EmployeesDataContext db = new EmployeesDataContext();

First things first, we open up a data context connection.

Now, at this point, we could query Sum the salary information with the following code:

Console.WriteLine(“Sum of Salaries : {0}”,

db.Employees.Select(i => i.Salary).Sum());

However, if we plan to use that salary information (query) again, we have to keep repeating the Select statement—a DRY (don’t repeat yourself) violation.

We can create an IQueryable object, however, to store our query and apply additional queries on.

**IQueryable**<double?> salary = db.Employees.Select(i => i.Salary);

or, if we’re lazy, we** could** take advantage of the new ‘var’ and use that

var salary = db.Employees.Select(i => i.Salary);

Those are interchangeable. If you hover over the var, it displays that it’s an IQueryable type of Employee. I suppose it’s a coding preference and standardization. Whichever you pick, just stick to it.

__Mathematical Methods__

From here, we can continue our various methods. Each of these return a value based on your reference type. Since we’re using a double? (for precise salary information) that’s what we get back.

For **Sum**:

Console.WriteLine(“Sum of Salaries : {0}”,

salary.Sum());

For **Average**, we can also do a bit of selecting.
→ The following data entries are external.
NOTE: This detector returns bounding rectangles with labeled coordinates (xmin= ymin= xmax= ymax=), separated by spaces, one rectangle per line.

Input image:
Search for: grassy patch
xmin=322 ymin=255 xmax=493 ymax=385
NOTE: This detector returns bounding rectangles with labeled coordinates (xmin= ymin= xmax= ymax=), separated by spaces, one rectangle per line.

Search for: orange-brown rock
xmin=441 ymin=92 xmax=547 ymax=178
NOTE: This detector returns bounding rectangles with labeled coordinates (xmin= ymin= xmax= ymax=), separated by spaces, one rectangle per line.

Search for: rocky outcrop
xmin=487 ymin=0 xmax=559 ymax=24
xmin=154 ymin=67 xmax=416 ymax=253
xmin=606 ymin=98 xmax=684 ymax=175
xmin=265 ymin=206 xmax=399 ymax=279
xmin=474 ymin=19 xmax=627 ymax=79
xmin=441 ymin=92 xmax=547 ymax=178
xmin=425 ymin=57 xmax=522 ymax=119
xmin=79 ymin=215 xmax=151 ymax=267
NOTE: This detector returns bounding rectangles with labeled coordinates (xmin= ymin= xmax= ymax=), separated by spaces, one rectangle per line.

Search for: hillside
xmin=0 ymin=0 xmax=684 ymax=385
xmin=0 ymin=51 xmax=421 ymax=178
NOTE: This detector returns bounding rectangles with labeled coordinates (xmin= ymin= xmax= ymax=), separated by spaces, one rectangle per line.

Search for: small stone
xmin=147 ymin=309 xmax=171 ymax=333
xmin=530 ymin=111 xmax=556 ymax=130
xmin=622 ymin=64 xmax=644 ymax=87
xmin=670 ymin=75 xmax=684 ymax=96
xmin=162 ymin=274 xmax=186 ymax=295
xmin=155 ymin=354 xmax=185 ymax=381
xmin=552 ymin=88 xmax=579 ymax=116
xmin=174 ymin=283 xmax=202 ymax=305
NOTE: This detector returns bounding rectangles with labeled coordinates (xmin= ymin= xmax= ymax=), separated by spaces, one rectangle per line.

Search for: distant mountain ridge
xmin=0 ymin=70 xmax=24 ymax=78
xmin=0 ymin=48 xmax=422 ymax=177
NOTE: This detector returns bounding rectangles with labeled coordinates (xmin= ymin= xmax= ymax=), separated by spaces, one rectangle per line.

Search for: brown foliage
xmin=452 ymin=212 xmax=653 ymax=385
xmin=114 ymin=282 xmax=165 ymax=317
For example, returning the employees with a salary greater or equal to the average salary.

Console.WriteLine(“Avg of Salaries : {0}”,

salary.Average());

var average = db.Employees.Average(i => i.Salary);

var wellPaidEmployees = db.Employees.Where(i => i.Salary >= average);

For **min** and **max**, quick methods to return the values.

Console.WriteLine(“Min of Salaries : {0}”,

salary.Min());

Console.WriteLine(“Max of Salaries : {0}”,

salary.Max());

Finally, a bit of applied logic using the .**Contains**, which we’re used to from our Generics.

Console.WriteLine(@”Results contain values >= 100000?

If so, how many? : {0} / {1}”,

salary.Contains(new double?(100000)),

salary.Count(i => i >= 100000));

I used a hardcoded Nullable double for the 100000, a constant would work just as well (better, actually).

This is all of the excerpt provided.